The iam-service has two potential responsibilities: authenticating end-users (via tokens) and authenticating service-to-service (S2S) calls. When a single service handles both, it can lead to complexity. For example, endpoints must differentiate between a user context and a service context, which can complicate authorization logic and increase the surface area for security vulnerabilities.

Previous architectural decisions (ADR-0023, ADR-0024) established iam-service as a claims enrichment engine, which simplified its role by removing direct user authentication flows. However, the authorization model within the service still needs clarification. We need a clear, simple, and scalable pattern for how services interact with IAM and how user-level authorization is performed.
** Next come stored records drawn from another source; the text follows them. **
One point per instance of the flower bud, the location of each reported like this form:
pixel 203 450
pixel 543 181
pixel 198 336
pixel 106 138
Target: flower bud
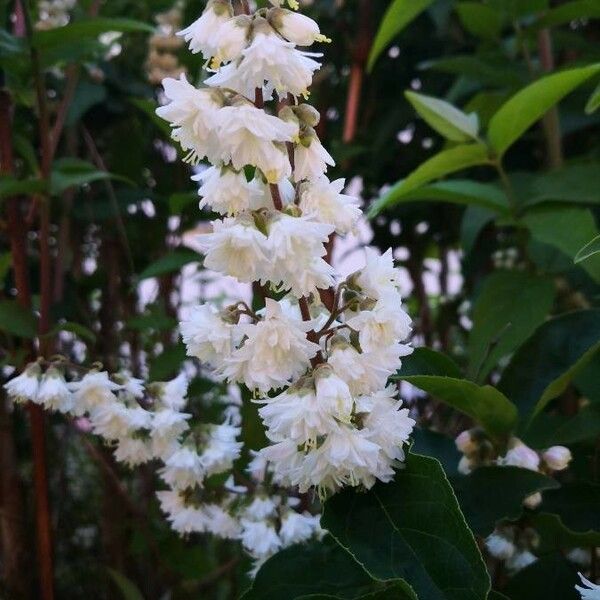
pixel 557 458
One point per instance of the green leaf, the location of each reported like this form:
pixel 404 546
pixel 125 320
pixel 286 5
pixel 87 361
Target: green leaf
pixel 424 361
pixel 17 320
pixel 570 11
pixel 128 589
pixel 74 172
pixel 548 430
pixel 593 102
pixel 531 103
pixel 590 249
pixel 484 404
pixel 399 14
pixel 316 570
pixel 85 29
pixel 480 20
pixel 446 119
pixel 438 166
pixel 568 229
pixel 508 310
pixel 549 578
pixel 577 506
pixel 543 367
pixel 11 186
pixel 170 263
pixel 491 494
pixel 411 528
pixel 79 330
This ADR proposes a "S2S-First" model to further simplify the iam-service and clarify the separation of concerns between it and consumer services like the Admin BFF.

Decision

We will adopt a "S2S-First" authentication and authorization pattern for the iam-service.

  1. iam-service is S2S Only: The iam-service will only handle server-to-server (S2S) authenticated requests. It will not process end-user JWTs or manage user-level permissions directly for incoming API calls. Its endpoints will be protected by middleware that expects and validates a service identity (e.g., via an API key or a machine-to-machine JWT).
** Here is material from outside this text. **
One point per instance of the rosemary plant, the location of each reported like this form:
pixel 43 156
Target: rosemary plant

  2. BFFs Handle User Authorization: Backend-for-Frontend (BFF) services, like admin-bff, are responsible for handling all user-facing authentication and authorization.
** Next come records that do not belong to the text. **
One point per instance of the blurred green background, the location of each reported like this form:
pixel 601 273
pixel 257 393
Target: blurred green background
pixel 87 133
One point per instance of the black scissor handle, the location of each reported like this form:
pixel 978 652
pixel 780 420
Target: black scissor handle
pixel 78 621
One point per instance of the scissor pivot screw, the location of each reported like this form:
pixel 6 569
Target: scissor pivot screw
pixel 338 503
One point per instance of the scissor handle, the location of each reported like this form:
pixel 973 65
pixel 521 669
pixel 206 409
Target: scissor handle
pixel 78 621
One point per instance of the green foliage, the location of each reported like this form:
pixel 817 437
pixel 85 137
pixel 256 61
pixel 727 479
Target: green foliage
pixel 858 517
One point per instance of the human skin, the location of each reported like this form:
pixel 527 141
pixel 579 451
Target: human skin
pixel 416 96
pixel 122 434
    • The BFF will validate the end-user's token.
    • It will check the user's roles and permissions (e.g., "is this user a Super Admin?").
    • If the user is authorized to perform an action, the BFF will then make a S2S call to the iam-service on the user's behalf.
  3. Event Emission for Audit Trail: All state changes within the iam-service (e.g., TenantCreated, RoleAssigned) must trigger the emission of a domain event. This creates a non-repudiable audit trail of all actions performed, regardless of which service initiated the S2S call.

  4. Progressive Complexity (SaaS → PaaS → IaaS): This architecture provides a simple baseline that can be extended:

    • SaaS: The simple model of user auth in the BFF and S2S calls to IAM is sufficient.
    • PaaS: Resource-level permissions can be added later by integrating a dedicated permissions-service (ReBAC).
    • IaaS: For maximum complexity, a full-blown IAM model can be built on top of these primitives.

Consequences

Positive

  • Simplified iam-service: The service has a single, clear responsibility, reducing its complexity and attack surface.
  • Clear Separation of Concerns: User authorization logic is cleanly separated from core IAM policy management.
  • Improved Security: iam-service endpoints are not directly exposed to end-user tokens.
  • Scalability: The pattern allows for simple use cases now while providing a clear path to more complex authorization models (PaaS/IaaS) in the future.

Negative

  • Extra Hop: The BFF introduces an additional network hop, but this is an acceptable trade-off for the clear separation of concerns.
  • BFF Responsibility: The BFF becomes a critical security checkpoint and must be built and tested accordingly.